Nicolas Colsaerts s'est entouré d'une équipe de gagnants

RENAUD HERMAL

ENTRETIEN

En rentrant en Belgique après les qualifications, j'ai eu l'impression que l'on venait de gagner au Lotto. Or, ce n'est pas du tout ça. Cette performance est due au travail fourni depuis des années et elle ne tient pas de la chance. Ainsi parle Michel Vanmeerbeek, l'entraîneur, le coach mais aussi l'ami de Nicolas Colsaerts. Ces deux amoureux du golf évoluent en parfaite symbiose. Très vite, la relation professeur-élève tourna en une franche et sincère amitié. Aujourd'hui, même si M.Vanmeerbeek s'occupe aussi d'autres joueurs professionnels comme Langenaeken et De Vooght, il ne fait aucun doute que leur réussite respective sont liées, même si cela fait déjà quelques années que la réputation du professeur n'est plus à faire. Je n'ai pas fait Nicolas, il s'est fait tout seul, signale-t-il pourtant. Tout cela pour dire que l'entourage de Colsaerts est ce qui se fait de mieux en Belgique actuellement. Client de IMG depuis quelques jours, le Bruxellois s'est entouré d'une équipe au potentiel technique (coach et préparateur physique), affectif (parents et amis) mais aussi financier important. Colsaerts n'aura plus qu'à se soucier de son golf et de son jeu. L'état d'esprit idéal à l'aube d'une nouvelle vie. La saison qui nous attend est un point d'interrogation, explique Vanmeerbeek. Le mot-clé sera une bonne organisation. Il faudra trouver l'équilibre entre jouer les tournois pour marquer des points et continuer à progresser en s'entraînant. C'est assurément l'une des données importantes d'une première saison sur le Tour où chaque jour sera une découverte dans un monde inconnu. Je découpe la saison en trois phases distinctes, poursuit l'entraîneur. Tout d'abord, de janvier à mars, lors des tournois dans l'hémisphère Sud, il faudra se lancer en jouant le plus possible. On ira en quelque sorte à la pêche. Ensuite, lors du retour en Europe, Nicolas aura déjà acquis une certaine expérience, d'où l'espoir de faire quelques bons résultats. En août, il sera alors temps de faire le premier bilan qui déterminera la façon dont il faudra traiter la dernière phase: soit il faudra se battre pour garder sa carte, soit, étant rassuré sur ce point, on pourra continuer à pousser pour réaliser de belles performances.

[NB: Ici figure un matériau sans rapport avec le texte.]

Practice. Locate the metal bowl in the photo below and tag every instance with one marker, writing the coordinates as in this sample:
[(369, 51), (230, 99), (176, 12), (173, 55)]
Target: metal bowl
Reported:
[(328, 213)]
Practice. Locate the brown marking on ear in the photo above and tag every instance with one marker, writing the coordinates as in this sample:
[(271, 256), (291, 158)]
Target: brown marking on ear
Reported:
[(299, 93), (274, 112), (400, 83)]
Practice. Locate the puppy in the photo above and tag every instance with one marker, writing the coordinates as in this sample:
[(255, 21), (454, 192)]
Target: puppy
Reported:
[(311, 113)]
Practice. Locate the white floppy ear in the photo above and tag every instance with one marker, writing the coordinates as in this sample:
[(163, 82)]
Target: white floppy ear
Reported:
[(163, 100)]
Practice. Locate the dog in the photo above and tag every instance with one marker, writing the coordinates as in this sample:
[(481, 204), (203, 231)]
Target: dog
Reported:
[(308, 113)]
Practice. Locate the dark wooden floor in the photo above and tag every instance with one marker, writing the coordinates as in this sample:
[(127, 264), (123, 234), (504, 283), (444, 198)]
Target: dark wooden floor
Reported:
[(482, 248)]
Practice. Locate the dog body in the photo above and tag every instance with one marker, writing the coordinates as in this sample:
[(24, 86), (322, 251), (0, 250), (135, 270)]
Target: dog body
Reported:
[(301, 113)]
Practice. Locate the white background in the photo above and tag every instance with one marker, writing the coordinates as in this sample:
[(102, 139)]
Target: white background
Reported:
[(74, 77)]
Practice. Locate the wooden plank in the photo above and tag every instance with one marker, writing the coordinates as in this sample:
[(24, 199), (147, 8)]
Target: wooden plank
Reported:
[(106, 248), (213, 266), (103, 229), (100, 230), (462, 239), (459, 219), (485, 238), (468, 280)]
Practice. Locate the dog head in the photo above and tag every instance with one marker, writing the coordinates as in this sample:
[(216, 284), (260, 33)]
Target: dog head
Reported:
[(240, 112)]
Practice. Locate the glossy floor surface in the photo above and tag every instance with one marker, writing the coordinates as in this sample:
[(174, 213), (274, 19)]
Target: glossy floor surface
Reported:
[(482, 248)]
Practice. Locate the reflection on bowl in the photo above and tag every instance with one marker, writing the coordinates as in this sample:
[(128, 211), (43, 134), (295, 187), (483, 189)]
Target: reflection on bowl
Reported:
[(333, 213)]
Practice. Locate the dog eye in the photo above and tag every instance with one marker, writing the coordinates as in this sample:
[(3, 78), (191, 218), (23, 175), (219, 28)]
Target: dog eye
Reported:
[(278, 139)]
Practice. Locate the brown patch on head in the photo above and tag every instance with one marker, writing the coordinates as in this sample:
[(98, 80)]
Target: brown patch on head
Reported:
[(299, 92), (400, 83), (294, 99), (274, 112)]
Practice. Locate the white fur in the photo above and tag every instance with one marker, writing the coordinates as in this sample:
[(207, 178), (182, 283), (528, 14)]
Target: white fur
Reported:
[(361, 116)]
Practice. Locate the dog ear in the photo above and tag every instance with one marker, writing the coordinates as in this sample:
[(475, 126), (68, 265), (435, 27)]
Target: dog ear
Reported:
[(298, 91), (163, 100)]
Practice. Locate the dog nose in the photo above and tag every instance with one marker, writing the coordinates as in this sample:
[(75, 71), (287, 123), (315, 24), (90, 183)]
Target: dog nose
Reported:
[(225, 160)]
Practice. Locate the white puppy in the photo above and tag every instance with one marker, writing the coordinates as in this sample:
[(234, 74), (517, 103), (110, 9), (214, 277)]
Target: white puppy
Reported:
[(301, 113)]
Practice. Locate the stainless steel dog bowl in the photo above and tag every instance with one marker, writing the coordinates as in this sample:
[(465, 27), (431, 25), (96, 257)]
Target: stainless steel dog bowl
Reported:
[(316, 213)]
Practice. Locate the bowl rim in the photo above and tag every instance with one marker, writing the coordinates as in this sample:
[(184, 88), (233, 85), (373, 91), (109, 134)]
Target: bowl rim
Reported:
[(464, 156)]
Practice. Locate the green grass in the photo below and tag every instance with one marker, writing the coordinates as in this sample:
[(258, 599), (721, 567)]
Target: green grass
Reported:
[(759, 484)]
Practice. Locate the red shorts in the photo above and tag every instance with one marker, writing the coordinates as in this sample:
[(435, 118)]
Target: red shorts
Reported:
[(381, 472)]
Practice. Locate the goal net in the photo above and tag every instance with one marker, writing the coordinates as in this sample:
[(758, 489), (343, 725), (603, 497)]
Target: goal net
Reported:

Le langage de Vanmeerbeek est net et précis. Rien ne peut être laissé au hasard. La stratégie qui sera adoptée est déjà élaborée. Si la finale de la saison s'est très bien passée, c'est parce que nous n'avons pas tenu compte des résultats. Il ne faut pas penser au cut et calculer chaque soir sa position par rapport à ce couperet. Nous continuerons à faire abstraction des mathématiques, c'est essentiel pour réussir. Reste encore une incertitude. Qui sera le caddy de Colsaerts? Le choix entre une pointure, un ami ou encore un caddy expérimenté n'est pas encore défini. On verra en février, dit Michel Vanmeerbeek qui ne s'est pas proposé On ne peut pas tout faire.